What controversy there is comes over acquittals. The police found nearly 50% of acquittals 'surprising' compared with 25% of judges, and between 10% and 14% of defence lawyers.
Also causing some concern is the question of disclosure. Some 23% of defence barristers and 18% of defence solicitors in contested cases felt the prosecution had not disclosed all unused material in specific cases.
But even the long-running tension between solicitors and barristers over returned briefs seems to be less problematic than previously assumed. While the phenomenon is certainly prevalent -- 48% of solicitors questioned over cases on a specific day said the barrister at the trial was not the one instructed originally -- returned briefs are not generally regarded as having a detrimental effect on a defendant's case.
In 53% of the cases, solicitors said that having the original barrister would not have enhanced the defendant's case. Of the 17% who maintained it would have been better to have the original barrister, only one fifth said it would have made an actual difference to the outcome of the case. In fact, only eight of the 372 solicitors who said the brief had been returned thought that not having the original barrister was actually detrimental to the defendant's case.
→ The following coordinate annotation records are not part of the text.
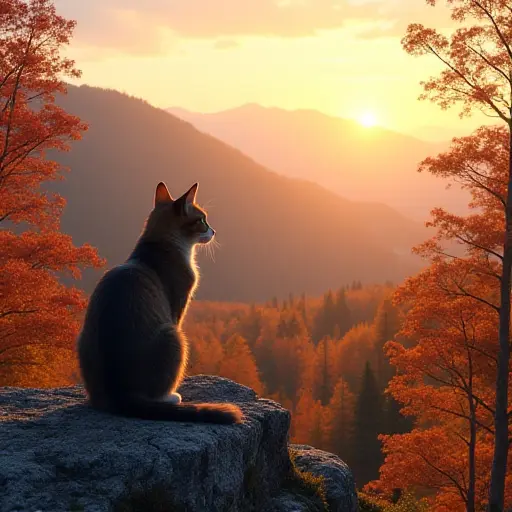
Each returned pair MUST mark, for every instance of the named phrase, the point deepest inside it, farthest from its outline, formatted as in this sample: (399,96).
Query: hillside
(361,164)
(277,234)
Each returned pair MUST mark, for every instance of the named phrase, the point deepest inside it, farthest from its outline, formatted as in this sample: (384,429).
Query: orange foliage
(447,379)
(308,421)
(238,364)
(37,312)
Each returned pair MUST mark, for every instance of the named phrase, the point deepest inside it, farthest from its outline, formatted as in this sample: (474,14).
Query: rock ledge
(59,455)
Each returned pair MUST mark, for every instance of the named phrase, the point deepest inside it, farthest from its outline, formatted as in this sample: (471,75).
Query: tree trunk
(499,463)
(470,506)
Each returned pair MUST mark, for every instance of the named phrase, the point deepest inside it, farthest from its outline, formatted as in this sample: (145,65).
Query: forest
(408,382)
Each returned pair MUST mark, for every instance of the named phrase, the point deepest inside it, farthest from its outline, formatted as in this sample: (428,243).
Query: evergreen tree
(366,457)
(343,314)
(340,419)
(325,319)
(302,307)
(386,326)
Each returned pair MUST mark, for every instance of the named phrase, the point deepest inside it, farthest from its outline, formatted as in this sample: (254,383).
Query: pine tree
(366,457)
(386,326)
(343,314)
(340,419)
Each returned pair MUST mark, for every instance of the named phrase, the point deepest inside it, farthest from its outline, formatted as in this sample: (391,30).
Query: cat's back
(128,297)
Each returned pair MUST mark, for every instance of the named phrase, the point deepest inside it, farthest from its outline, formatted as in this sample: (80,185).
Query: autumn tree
(446,381)
(477,63)
(308,421)
(238,364)
(36,311)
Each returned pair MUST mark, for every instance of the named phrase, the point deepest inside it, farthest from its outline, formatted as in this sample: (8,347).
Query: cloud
(145,27)
(131,22)
(225,44)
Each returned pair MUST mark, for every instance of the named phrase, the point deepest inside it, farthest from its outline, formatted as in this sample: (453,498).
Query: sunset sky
(342,57)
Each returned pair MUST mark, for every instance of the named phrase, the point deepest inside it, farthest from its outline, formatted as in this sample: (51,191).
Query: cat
(131,350)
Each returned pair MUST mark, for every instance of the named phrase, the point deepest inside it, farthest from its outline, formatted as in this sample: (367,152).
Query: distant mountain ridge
(361,164)
(277,234)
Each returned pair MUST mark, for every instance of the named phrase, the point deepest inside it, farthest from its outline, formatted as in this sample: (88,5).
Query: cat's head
(181,220)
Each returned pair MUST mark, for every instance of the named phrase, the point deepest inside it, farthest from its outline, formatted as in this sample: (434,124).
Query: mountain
(277,234)
(361,164)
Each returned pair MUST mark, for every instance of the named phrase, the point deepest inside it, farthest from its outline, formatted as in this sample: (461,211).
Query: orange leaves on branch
(37,312)
(476,58)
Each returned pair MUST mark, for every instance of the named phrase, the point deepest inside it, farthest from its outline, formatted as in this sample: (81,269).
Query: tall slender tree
(37,312)
(477,74)
(366,456)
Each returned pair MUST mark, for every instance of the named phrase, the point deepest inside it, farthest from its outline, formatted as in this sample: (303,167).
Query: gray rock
(57,454)
(339,483)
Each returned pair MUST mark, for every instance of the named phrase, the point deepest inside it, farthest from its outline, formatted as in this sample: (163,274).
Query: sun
(367,119)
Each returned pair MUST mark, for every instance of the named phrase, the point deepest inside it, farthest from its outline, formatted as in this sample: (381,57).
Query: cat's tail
(146,409)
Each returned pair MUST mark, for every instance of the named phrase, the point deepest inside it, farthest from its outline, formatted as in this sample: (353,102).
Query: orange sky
(342,57)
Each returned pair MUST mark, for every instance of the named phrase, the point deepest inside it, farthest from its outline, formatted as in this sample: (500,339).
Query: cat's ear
(162,194)
(190,196)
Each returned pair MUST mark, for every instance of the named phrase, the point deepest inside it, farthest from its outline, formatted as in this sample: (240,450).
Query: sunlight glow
(368,119)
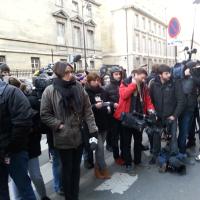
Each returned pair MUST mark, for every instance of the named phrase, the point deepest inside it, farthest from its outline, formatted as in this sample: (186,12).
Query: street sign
(174,27)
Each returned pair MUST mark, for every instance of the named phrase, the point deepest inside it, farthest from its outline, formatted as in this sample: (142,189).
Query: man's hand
(172,118)
(99,105)
(116,105)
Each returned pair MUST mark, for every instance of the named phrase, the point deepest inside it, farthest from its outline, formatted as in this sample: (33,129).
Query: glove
(93,141)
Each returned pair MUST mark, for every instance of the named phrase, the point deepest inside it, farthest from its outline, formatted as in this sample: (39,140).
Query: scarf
(70,94)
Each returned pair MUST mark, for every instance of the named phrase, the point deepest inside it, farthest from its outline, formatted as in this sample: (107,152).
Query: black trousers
(71,160)
(127,134)
(116,130)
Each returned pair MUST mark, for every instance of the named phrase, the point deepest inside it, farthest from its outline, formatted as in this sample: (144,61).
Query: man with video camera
(189,74)
(168,99)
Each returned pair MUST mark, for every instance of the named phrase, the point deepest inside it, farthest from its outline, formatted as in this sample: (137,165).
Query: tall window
(150,46)
(155,28)
(89,10)
(150,25)
(144,23)
(90,37)
(75,6)
(35,63)
(137,21)
(77,36)
(60,33)
(92,66)
(2,59)
(59,3)
(137,43)
(144,44)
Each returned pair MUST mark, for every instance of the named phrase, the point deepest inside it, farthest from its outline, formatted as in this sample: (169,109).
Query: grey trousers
(99,153)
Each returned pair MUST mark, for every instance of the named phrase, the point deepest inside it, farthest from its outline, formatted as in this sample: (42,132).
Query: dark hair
(141,71)
(4,68)
(60,67)
(154,68)
(92,77)
(163,68)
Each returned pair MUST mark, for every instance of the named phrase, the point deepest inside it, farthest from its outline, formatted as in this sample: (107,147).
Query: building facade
(35,33)
(136,36)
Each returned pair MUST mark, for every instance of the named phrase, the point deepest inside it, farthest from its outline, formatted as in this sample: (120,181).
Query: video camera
(140,121)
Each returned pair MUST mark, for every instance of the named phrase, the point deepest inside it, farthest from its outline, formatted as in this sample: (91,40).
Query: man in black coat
(114,132)
(168,99)
(15,124)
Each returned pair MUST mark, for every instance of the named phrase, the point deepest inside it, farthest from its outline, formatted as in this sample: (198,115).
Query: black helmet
(115,69)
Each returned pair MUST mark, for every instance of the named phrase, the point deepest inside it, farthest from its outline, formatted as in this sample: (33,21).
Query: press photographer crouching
(189,74)
(168,99)
(134,96)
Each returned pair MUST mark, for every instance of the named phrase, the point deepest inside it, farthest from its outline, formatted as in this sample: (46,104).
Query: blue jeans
(36,177)
(56,169)
(17,169)
(185,122)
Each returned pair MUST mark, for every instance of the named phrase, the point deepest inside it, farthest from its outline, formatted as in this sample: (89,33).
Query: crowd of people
(79,113)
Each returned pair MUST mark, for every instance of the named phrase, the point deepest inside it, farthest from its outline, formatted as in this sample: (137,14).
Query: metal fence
(22,73)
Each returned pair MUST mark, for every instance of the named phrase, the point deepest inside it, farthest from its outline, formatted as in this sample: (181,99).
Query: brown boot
(105,173)
(97,173)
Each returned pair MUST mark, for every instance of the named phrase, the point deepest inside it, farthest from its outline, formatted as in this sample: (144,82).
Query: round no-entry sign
(174,27)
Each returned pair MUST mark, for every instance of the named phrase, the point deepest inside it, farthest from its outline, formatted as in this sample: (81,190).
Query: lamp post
(84,40)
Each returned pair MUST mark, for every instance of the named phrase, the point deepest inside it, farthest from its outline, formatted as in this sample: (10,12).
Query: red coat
(125,93)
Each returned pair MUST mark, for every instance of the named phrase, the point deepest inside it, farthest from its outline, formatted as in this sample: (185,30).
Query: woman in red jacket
(134,96)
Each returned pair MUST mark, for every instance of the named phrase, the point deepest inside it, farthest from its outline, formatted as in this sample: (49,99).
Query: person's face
(95,83)
(68,73)
(165,76)
(117,76)
(140,78)
(5,73)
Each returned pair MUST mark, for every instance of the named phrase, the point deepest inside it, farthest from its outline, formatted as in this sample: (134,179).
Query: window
(159,48)
(144,23)
(3,59)
(77,36)
(59,3)
(164,32)
(144,44)
(60,33)
(137,21)
(35,63)
(150,46)
(75,6)
(137,43)
(92,66)
(90,38)
(155,28)
(89,10)
(150,25)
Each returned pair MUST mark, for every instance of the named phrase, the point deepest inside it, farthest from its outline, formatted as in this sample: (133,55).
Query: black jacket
(101,115)
(15,119)
(112,90)
(168,98)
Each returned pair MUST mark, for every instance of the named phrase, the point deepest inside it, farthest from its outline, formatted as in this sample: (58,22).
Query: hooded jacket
(126,90)
(15,119)
(168,98)
(53,114)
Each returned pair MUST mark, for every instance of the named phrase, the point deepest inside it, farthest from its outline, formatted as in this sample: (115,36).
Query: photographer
(114,132)
(134,96)
(15,124)
(168,99)
(190,83)
(64,106)
(98,97)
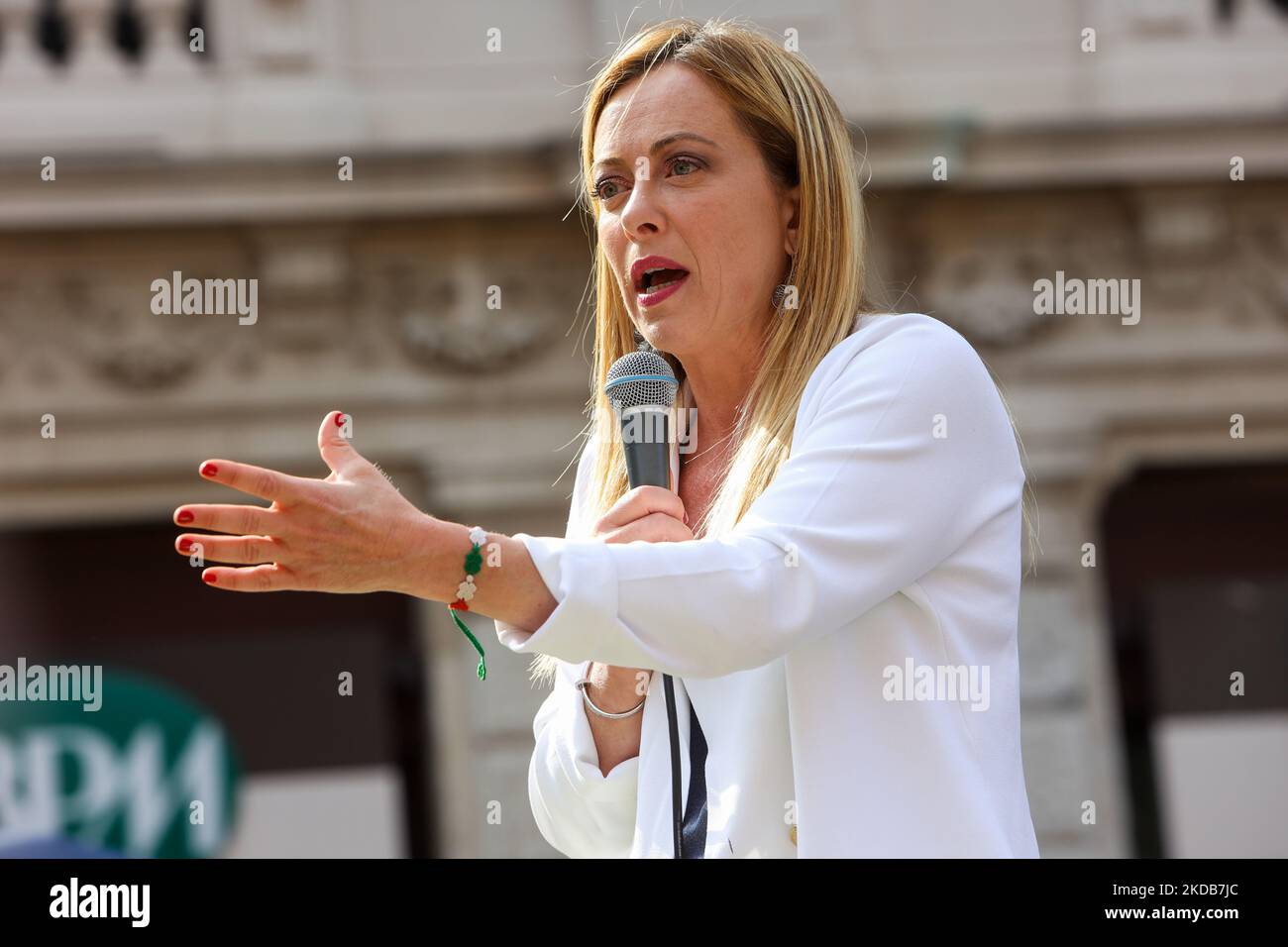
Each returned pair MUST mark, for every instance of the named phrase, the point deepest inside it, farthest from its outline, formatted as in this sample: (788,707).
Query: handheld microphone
(642,386)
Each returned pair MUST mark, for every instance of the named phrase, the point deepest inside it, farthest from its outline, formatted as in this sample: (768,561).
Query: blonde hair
(804,140)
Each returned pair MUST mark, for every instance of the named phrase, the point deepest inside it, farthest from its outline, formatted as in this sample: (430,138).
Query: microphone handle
(648,453)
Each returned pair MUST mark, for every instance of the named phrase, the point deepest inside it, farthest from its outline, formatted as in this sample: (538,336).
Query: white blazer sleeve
(581,812)
(902,450)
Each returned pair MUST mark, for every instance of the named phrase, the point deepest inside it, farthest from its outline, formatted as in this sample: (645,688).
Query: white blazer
(849,647)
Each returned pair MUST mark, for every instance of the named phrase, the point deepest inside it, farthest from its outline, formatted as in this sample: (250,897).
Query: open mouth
(656,279)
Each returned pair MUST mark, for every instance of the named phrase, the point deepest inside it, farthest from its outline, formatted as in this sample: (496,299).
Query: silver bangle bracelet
(638,707)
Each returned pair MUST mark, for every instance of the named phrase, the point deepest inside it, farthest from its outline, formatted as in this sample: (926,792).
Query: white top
(849,647)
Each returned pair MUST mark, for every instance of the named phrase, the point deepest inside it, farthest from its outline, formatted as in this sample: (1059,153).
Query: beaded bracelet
(467,589)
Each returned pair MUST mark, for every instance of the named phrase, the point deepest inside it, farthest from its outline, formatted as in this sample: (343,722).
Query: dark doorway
(1197,577)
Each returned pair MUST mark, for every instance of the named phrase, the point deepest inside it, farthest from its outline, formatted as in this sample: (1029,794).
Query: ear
(791,219)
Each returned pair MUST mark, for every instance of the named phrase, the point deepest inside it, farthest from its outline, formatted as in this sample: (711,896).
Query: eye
(597,191)
(684,161)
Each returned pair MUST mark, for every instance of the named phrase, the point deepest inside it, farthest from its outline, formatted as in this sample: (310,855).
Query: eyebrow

Even in cases of very short notice of a returned brief, solicitors generally thought little difference was made to the outcome on the defendant. In 84% of the cases, solicitors said they had sufficient time to find a suitable replacement barrister and in 91% of the cases, solicitors said that the substitute counsel was able to prepare adequately.
Overall, defence solicitors found the work of defence barristers, whether original counsel or a replacement, to be of high quality. Nearly 70% classified the work as very good, while another 24% described it as good.
Marks were not so high when the positions were reversed, although the results are by no means poor. Only 37% of barristers described the work of solicitors as very good with another 37% labelling it simply as good. Those barristers who were critical blamed solicitors for supplying inadequate instructions, 'skimpy' witness statements, a failure to act on counsel's advice regarding a need for expert reports and muddled presentation of documents.
Defendants themselves, according to the study, were generally pleased with the work of their solicitors. About 83% described it as 'good' or 'very good' and, surprisingly, even 69% of those who had been convicted said the solicitor's work fell into one of those two upper categories.
-- 'Crown Cou rt study', Royal Commission on Criminal Justice research study number 19, HMSO, £30.